Upon being made aware of the existence of this video, Auderer immediately took ownership of his actions and authored a statement requesting that the Director of OPA (Gino Betts) consider the course of "Rapid Adjudication", the statement read.

Meanwhile, an online petition has been launched and signed by thousands of people seeking to terminate Auderer.

"By allowing Auderer to remain in a position where he interacts with the public, we are putting our community at risk.
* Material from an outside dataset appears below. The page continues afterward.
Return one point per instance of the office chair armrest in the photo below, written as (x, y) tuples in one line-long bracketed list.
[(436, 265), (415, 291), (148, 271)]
His actions have shown that he does not prioritize public safety nor respect the rights and dignity of individuals under his jurisdiction," said the online petition on Change.org.

Auderer was captured on his body camera making a disturbing statement in the moments following the accident, suggesting that Jaahnavi's life had "limited value." When the bodycam footage was leaked this week, several petitions were started on Change.org demanding accountability.

The petitioners urge the authorities responsible for overseeing law enforcement personnel decisions in Seattle to immediately terminate Auderer from his position, conduct thorough background checks during recruitment processes, implement stricter accountability measures within law enforcement agencies and provide comprehensive training on empathy, cultural sensitivity, and appropriate behaviour towards victims and their families.

Seattle Council member Kshama Sawant in a statement called for an immediate, independent, public investigation into this outrage.

The OPA has failed to hold police accountable, and our city's working people need an independently elected community oversight with full powers over the police, including hiring and firing, and policies and procedures.